De verdachte en zijn mededader hebben de directeur van [benadeelde 3], [benadeelde 1], onverhoeds en van achteren aangevallen en hem naar binnen geduwd, een hard voorwerp in zijn nek geduwd en naar de grond gewerkt, zijn armen vervolgens ruw naar zijn rug gebracht en deze vastgebonden. De schoonmaker, [benadeelde 2], belde nietsvermoedend aan en werd vervolgens vastgegrepen, waarna een worsteling heeft plaatsgevonden en [benadeelde 2] in zijn gezicht is getrapt. Door zo te handelen hebben de verdachte en zijn mededader ernstig inbreuk gemaakt op de persoonlijke levenssfeer en lichamelijke integriteit van de slachtoffers.
Overvallen zijn heftige en angstaanjagende feiten en veroorzaken niet alleen gevoelens van angst en onveiligheid bij de slachtoffers en omstanders, maar hebben ook hun weerslag op de samenleving in het algemeen.

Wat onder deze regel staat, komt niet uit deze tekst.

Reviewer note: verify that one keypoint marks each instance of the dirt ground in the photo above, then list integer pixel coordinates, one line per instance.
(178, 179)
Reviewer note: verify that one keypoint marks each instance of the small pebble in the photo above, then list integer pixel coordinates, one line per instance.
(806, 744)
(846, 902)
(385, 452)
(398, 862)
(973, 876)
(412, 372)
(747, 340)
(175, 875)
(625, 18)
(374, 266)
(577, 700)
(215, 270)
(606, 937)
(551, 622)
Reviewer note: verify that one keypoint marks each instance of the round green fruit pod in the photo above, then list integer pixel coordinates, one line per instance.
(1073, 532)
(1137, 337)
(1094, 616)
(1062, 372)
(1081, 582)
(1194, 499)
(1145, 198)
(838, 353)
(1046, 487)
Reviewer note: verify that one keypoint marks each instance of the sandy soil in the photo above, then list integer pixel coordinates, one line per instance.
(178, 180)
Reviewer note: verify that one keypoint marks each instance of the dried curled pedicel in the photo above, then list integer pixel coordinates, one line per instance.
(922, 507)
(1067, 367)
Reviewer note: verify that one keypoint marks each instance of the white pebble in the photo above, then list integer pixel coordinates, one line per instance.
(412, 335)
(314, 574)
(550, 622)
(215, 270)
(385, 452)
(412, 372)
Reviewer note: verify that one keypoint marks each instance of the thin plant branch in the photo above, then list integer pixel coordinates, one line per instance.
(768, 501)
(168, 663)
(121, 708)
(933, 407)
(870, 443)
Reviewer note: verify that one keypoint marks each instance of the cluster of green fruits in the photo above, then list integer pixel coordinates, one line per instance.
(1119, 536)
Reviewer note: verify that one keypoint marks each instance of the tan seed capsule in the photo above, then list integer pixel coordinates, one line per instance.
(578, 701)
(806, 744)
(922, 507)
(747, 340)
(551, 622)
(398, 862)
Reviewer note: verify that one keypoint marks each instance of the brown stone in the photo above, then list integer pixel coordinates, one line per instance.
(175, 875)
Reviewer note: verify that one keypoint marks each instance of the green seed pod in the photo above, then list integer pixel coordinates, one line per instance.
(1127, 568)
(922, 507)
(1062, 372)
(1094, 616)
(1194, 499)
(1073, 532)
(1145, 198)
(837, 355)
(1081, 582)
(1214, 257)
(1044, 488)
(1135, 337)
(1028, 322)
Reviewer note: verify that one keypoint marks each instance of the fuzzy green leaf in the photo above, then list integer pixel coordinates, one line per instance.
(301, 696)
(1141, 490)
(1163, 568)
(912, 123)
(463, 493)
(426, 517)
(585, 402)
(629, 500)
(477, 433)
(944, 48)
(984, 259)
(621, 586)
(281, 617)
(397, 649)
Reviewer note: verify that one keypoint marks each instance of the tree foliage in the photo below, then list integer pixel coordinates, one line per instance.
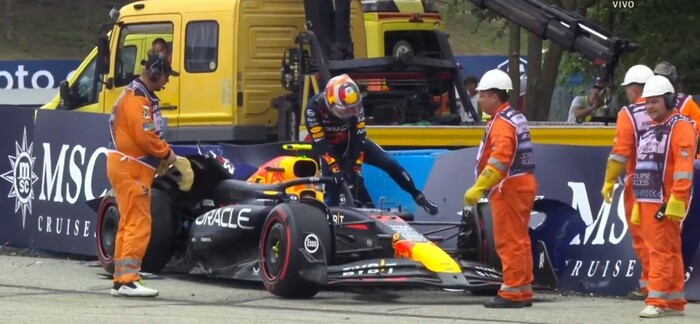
(663, 30)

Het is een feit van algemene bekendheid dat slachtoffers van dergelijke gebeurtenissen dit als zeer traumatisch kunnen ervaren en vaak lang last hebben van de gevolgen en veel tijd nodig hebben om de gebeurtenissen te verwerken. De verdachte heeft kennelijk uitsluitend oog gehad voor zijn eigen financieel gewin. De rechtbank rekent dit de verdachte zwaar aan.
Persoon van de verdachte
Met betrekking tot de persoon van de verdachte heeft de rechtbank acht geslagen op het op naam van de verdachte staand Uittreksel Justitiële Documentatie van 25 april 2023, waaruit blijkt dat de verdachte in de afgelopen vijf jaar al eerder voor een soortgelijk delict onherroepelijk is veroordeeld. De rechtbank weegt deze omstandigheid ten nadele van de verdachte mee bij de straftoemeting.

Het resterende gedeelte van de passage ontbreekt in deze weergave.